Now DeepMind has come up with a fairly atrocious (but scientifically fascinating) idea: instead of telling the AI software the rules of the game, just let it play, using trial and error. Let it teach itself the rules of the game, and in the process learn to play it professionally. DeepMind combined a tree-based search (where a tree is a data structure used for locating information from within a set) with a learning model. They called the project MuZero. The program must predict the quantities most relevant to game planning not just for chess, but for 57 different Atari games. The result: MuZero, we are told, matches the performance of AlphaZero in Go, chess, and shogi.

And this is how MuZero works (description from VenturBeat):

Fundamentally MuZero receives observations images of a Go board or Atari screen and transforms them into a hidden state. This hidden state is updated iteratively by a process that receives the previous state and a hypothetical next action, and at every step the model predicts the policy (e.g., the move to play), value function (e.g., the predicted winner), and immediate reward (e.g., the points scored by playing a move)."

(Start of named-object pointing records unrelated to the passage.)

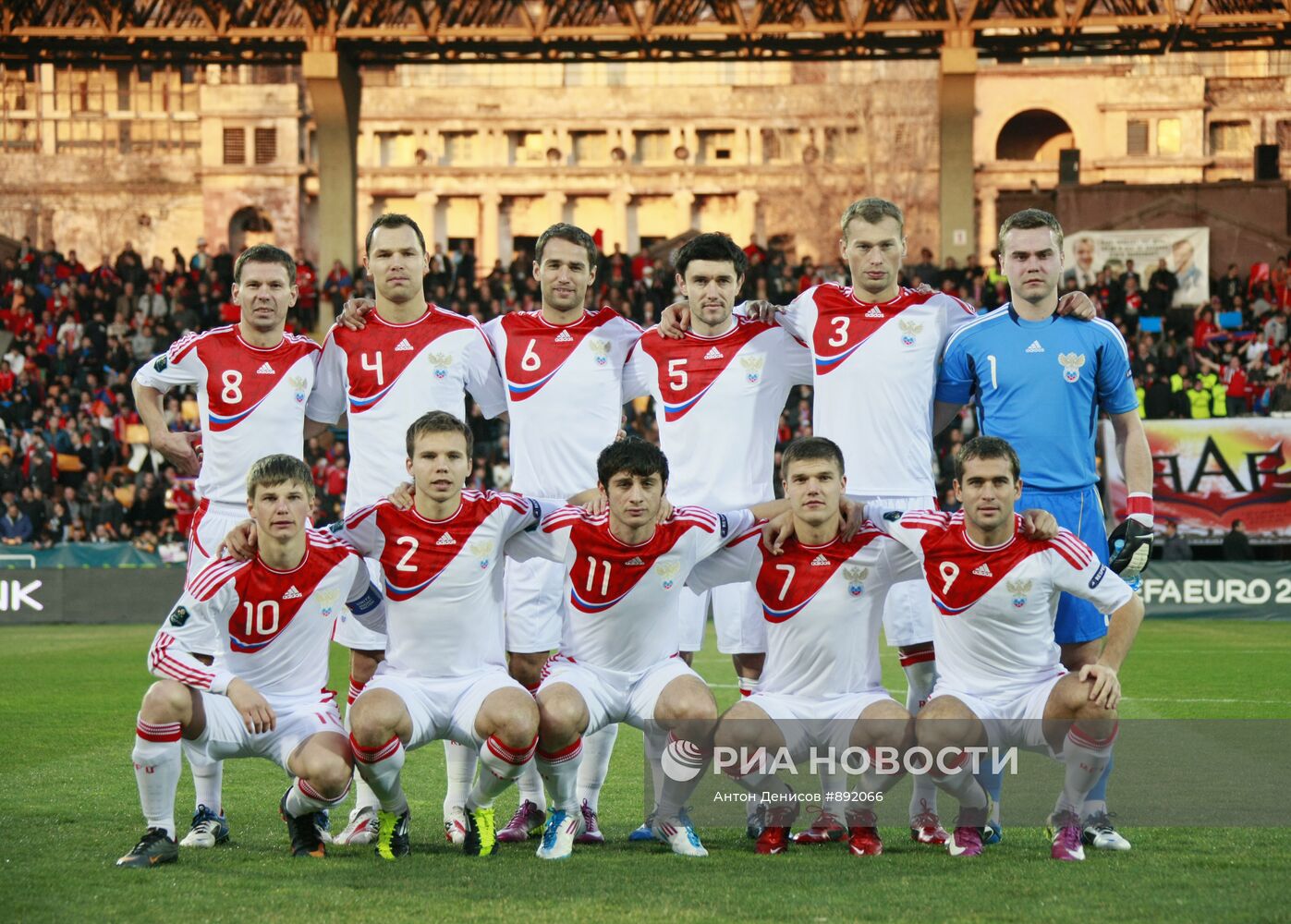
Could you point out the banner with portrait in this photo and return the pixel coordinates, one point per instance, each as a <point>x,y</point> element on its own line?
<point>1186,250</point>
<point>1212,472</point>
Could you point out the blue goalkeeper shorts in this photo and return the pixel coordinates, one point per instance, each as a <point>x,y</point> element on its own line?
<point>1080,513</point>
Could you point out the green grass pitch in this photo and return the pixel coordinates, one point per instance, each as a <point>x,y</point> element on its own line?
<point>68,808</point>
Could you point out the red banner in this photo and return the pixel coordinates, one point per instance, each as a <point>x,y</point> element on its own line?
<point>1212,472</point>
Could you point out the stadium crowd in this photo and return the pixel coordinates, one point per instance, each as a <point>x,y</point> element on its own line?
<point>75,466</point>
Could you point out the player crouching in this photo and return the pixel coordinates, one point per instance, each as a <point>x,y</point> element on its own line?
<point>618,648</point>
<point>822,598</point>
<point>445,674</point>
<point>243,661</point>
<point>1002,682</point>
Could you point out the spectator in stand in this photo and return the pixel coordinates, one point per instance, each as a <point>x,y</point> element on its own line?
<point>1229,286</point>
<point>1237,543</point>
<point>15,527</point>
<point>1161,289</point>
<point>1174,547</point>
<point>1237,393</point>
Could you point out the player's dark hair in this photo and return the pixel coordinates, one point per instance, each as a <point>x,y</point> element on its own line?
<point>266,253</point>
<point>278,468</point>
<point>987,448</point>
<point>633,456</point>
<point>811,449</point>
<point>871,211</point>
<point>575,235</point>
<point>393,220</point>
<point>1030,218</point>
<point>439,422</point>
<point>714,247</point>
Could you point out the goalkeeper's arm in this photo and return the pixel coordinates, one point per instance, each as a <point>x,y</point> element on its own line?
<point>1131,541</point>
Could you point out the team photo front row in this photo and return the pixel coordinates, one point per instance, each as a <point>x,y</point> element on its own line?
<point>241,660</point>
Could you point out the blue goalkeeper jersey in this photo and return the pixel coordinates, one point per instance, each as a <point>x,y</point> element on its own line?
<point>1041,386</point>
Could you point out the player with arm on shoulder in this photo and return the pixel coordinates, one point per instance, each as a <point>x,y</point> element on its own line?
<point>1025,357</point>
<point>822,599</point>
<point>724,383</point>
<point>410,357</point>
<point>445,673</point>
<point>241,666</point>
<point>250,380</point>
<point>1002,682</point>
<point>553,360</point>
<point>618,656</point>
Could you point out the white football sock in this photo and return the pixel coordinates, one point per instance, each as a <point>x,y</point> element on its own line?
<point>920,674</point>
<point>156,771</point>
<point>460,764</point>
<point>500,765</point>
<point>560,773</point>
<point>381,767</point>
<point>1086,758</point>
<point>687,757</point>
<point>208,777</point>
<point>597,751</point>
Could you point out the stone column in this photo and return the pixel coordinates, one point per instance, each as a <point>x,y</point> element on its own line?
<point>334,87</point>
<point>956,103</point>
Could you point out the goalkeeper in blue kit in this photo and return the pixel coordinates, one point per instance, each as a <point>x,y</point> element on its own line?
<point>1040,381</point>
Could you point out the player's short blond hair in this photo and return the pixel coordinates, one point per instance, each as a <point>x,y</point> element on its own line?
<point>1028,220</point>
<point>871,211</point>
<point>278,468</point>
<point>438,422</point>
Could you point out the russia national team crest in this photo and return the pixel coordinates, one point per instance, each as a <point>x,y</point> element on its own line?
<point>302,387</point>
<point>481,550</point>
<point>667,569</point>
<point>1072,364</point>
<point>327,602</point>
<point>855,578</point>
<point>599,350</point>
<point>1018,589</point>
<point>441,361</point>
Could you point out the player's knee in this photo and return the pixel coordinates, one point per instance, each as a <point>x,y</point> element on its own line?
<point>329,776</point>
<point>560,716</point>
<point>373,716</point>
<point>516,721</point>
<point>363,666</point>
<point>527,669</point>
<point>738,733</point>
<point>166,701</point>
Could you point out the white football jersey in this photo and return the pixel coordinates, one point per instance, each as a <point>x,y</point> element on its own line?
<point>566,389</point>
<point>875,374</point>
<point>822,605</point>
<point>270,628</point>
<point>443,578</point>
<point>386,376</point>
<point>994,630</point>
<point>725,393</point>
<point>250,400</point>
<point>621,611</point>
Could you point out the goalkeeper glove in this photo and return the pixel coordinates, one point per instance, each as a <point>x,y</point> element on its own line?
<point>1131,549</point>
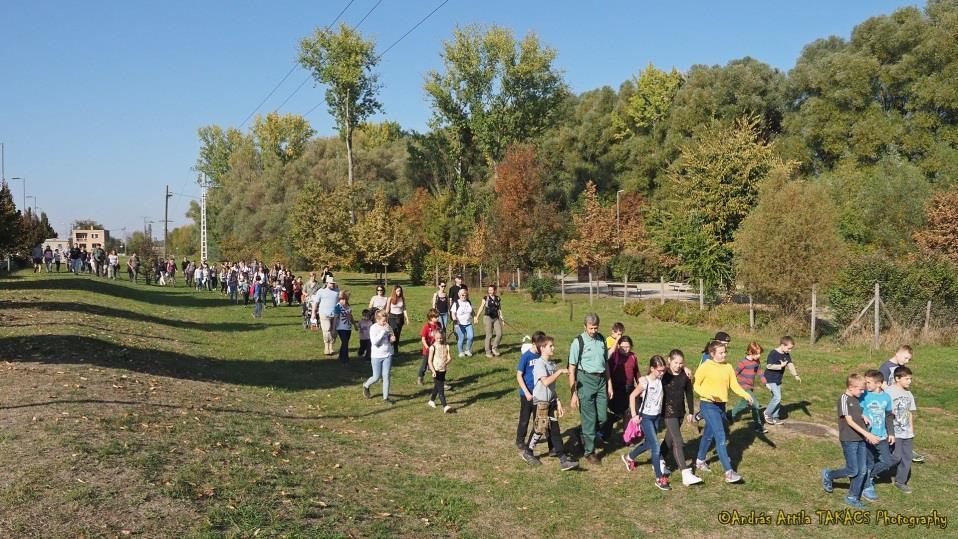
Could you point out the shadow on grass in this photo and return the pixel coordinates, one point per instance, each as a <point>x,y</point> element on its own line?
<point>124,314</point>
<point>786,409</point>
<point>286,374</point>
<point>171,297</point>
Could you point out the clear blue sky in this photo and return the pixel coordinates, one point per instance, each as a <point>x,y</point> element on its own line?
<point>100,101</point>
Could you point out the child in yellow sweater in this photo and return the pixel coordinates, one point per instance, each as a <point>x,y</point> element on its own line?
<point>713,379</point>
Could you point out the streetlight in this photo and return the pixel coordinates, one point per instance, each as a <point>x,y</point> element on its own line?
<point>24,180</point>
<point>617,193</point>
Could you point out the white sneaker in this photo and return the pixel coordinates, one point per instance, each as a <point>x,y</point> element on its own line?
<point>689,478</point>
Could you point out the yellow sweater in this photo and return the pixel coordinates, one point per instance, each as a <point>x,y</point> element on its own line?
<point>713,380</point>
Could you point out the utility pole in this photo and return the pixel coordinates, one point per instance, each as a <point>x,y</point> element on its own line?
<point>166,223</point>
<point>204,252</point>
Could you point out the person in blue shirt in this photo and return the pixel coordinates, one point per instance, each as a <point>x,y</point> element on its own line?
<point>878,413</point>
<point>526,383</point>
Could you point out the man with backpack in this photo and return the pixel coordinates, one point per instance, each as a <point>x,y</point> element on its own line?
<point>590,382</point>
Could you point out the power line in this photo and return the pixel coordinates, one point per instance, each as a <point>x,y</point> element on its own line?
<point>444,2</point>
<point>394,43</point>
<point>290,72</point>
<point>360,23</point>
<point>300,87</point>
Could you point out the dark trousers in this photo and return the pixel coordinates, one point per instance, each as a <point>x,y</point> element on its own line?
<point>673,440</point>
<point>439,388</point>
<point>344,335</point>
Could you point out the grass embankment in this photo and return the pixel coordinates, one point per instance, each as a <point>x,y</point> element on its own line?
<point>133,410</point>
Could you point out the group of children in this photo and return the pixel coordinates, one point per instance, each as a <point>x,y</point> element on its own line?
<point>664,396</point>
<point>874,414</point>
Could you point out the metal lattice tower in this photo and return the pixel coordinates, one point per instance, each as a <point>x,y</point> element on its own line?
<point>204,251</point>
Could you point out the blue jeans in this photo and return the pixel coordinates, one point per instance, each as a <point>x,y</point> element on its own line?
<point>878,460</point>
<point>855,467</point>
<point>465,335</point>
<point>714,415</point>
<point>381,366</point>
<point>649,428</point>
<point>773,405</point>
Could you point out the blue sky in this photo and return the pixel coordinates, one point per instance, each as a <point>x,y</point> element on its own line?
<point>100,101</point>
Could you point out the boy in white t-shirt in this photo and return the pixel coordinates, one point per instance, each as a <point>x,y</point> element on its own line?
<point>548,407</point>
<point>903,404</point>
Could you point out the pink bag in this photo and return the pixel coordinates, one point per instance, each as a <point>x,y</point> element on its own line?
<point>633,431</point>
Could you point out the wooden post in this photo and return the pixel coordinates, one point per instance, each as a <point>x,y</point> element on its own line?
<point>877,316</point>
<point>590,286</point>
<point>814,311</point>
<point>625,289</point>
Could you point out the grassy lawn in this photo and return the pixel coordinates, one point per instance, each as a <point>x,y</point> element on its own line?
<point>134,410</point>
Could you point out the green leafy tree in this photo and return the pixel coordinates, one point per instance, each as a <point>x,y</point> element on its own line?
<point>216,149</point>
<point>319,225</point>
<point>783,248</point>
<point>343,62</point>
<point>650,103</point>
<point>716,179</point>
<point>381,239</point>
<point>882,206</point>
<point>494,91</point>
<point>282,137</point>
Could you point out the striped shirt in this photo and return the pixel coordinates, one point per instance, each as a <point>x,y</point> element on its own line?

Evaluation of MuZero throughout training in chess, shogi, Go, and Atari the y-axis shows Elo rating| Image: DeepMind

As the DeepMind researchers explain, one form of reinforcement learning the technique in which rewards drive an AI agent toward goals involves models. This form models a given environment as an intermediate step, using a state transition model that predicts the next step and a reward model that anticipates the reward. If you are interested in this subject you can read thearticle on VenturBeat,or visit the Deep Mind site. There you can read this paper on the general reinforcement learning algorithm that masters chess, shogi and Go through self-play. Here's an abstract:

The game of chess is the longest-studied domain in the history of artificial intelligence. The strongest programs are based on a combination of sophisticated search techniques, domain-specific adaptations, and handcrafted evaluation functions that have been refined by human experts over several decades. By contrast, the AlphaGo Zero program recently achieved superhuman performance in the game of Go by reinforcement learning from self-play. In this paper, we generalize this approach into a single AlphaZero algorithm that can achieve superhuman performance in many challenging games. Starting from random play and given no domain knowledge except the game rules, AlphaZero convincingly defeated a world champion program in the games of chess and shogi (Japanese chess), as well as Go.

That refers to the original AlphaGo development, which has now been extended to MuZero. Turns out it is possible not just to become highly proficient at a game by playing it a million times against yourself, but in fact it is possible to work out the rules of the game by trial and error.

I have just now learned about this development and need to think about the consequences discuss it with experts. My first somewhat flippant reaction to a member of the Deep Mind team: "What next? Show it a single chess piece and it figures out the whole game?"